6.º Quanto ao despacho ter sido proferido pelo Exm.º Senhor Conselheiro Relator quando o requerimento se dirigia ao Senhor Presidente do Tribunal Constitucional, apenas diremos que mesmo que esse requerimento fosse considerado, inequivocamente, um recurso para o Plenário, sempre caberia ao Senhor Conselheiro Relator proferir despacho de admissão, ou não (artigo 79.º-D, n.ºs 2 e 3 da LTC).
7.º Por outro lado, neste processo, e como resulta do que se disse no douto despacho reclamado, quando se apreciou a questão à luz do artigo 79.º-A da LTC, o Senhor Presidente deste Tribunal já não poderia ter qualquer intervenção.
8.º Pelo exposto, deve indeferir-se a reclamação.”
Cumpre apreciar e decidir.
II – Fundamentação
6. O reclamante pretende que se declare a inexistência ou, subsidiariamente, a nulidade absoluta do despacho que indeferiu o requerimento que apresentou em 5 de abril de 2013. Alicerça essa pretensão na circunstância de ter dirigido o requerimento ao Presidente do Tribunal Constitucional e na consideração de que o Relator não tinha poderes para se pronunciar e decidir sobre a matéria.
Não lhe assiste razão, desde logo no relevo atribuído ao endereçamento aposto no requerimento.
7. A competência para o conhecimento de qualquer pretensão ou impulso processual afere-se pelo seu objeto, e não pelo órgão judicial a quem é dirigido, pois não assiste às partes o poder de conferir ou subtrair a competência para o conhecimento de qualquer questão diversamente do fixado no ordenamento adjetivo pertinente.
Ora, sendo o requerimento formulado dirigido a provocar a intervenção do plenário, sem especificar a norma legal em que alicerçava tal pretensão, incumbia ao Relator, de acordo com o disposto no artigo 78.º, n.º1 da LTC, apreciar da admissibilidade processual desse impulso, procedendo previamente à sua caracterização.

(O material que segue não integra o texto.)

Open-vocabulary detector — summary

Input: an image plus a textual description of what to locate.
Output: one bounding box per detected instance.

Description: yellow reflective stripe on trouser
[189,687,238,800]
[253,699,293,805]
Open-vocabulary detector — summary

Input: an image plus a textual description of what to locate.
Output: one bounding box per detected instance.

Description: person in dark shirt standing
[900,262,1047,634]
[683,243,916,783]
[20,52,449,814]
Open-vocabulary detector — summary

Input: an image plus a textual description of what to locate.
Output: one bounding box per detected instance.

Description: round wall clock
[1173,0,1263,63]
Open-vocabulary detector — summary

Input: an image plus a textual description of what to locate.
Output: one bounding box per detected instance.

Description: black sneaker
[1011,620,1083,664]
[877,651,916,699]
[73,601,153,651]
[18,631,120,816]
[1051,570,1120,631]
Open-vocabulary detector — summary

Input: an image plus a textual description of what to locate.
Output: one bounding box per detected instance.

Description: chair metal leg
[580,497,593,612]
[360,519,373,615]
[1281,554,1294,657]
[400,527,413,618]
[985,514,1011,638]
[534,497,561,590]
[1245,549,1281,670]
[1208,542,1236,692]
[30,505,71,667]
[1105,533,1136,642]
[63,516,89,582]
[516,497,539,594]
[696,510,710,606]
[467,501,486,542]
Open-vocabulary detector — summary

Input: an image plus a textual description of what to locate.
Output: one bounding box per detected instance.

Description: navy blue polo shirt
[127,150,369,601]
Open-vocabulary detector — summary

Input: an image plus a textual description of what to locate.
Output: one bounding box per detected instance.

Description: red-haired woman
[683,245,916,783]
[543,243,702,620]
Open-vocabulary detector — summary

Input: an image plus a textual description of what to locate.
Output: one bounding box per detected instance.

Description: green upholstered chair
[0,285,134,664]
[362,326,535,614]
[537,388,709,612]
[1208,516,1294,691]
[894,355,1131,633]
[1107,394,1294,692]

Assim, encontra-se no despacho reclamado a consideração de que não se tratava de requerimento de interposição de recurso fundado no artigo 79.ºD, pelo que não havia que proferir o despacho previsto no artigo 685.º-C do CPC, aplicável ex vi artigo 69.º da LTC (cfr. Acórdão n.º 541/2012).
E, prosseguindo a análise, considerou o relator que se estava perante impulso que procurava desencadear a apreciação prevista no artigo 79.ºA da LTC, mas que, por há muito esgotado o quadro normativo em que tal intervenção era admissível, havia que indeferir o requerido.
Tratou-se, então, na economia do despacho reclamado, de considerar o requerimento como consubstanciando incidente anómalo, porque inteiramente alheio à regular tramitação e à faculdade discricionária inicial cometida ao Presidente do Tribunal Constitucional no artigo 79.ºA da LTC, e de negar o seguimento pretendido, por inadmissível. Não se tratou, como pretende o recorrente, de chamar a si a apreciação sobre o mérito da intervenção do Plenário sobre a questão.
8. Ora, a competência exercida pertence inequivocamente ao Relator, a quem incumbe, nos termos expressos no artigo 78.º, n.º1 da LTC, o poder-dever de “julgar os incidentes suscitados”, aí se incluindo os incidentes anómalos.
Inexiste, pelo exposto, vício competencial na prolação do despacho reclamado e, em consequência, improcede manifestamente a arguição da sua inexistência e de verificação de nulidade absoluta.
III – Decisão
9. Pelos fundamentos expostos, decide-se indeferir a reclamação.
Custas pelo reclamante, fixadas em 20 unidades de conta, de acordo com o impulso em presença e os critérios seguidos pelo Tribunal.
Notifique.
Lisboa, 29 de maio de 2013. – Fernando Vaz Ventura – Pedro Machete – Joaquim de Sousa Ribeiro.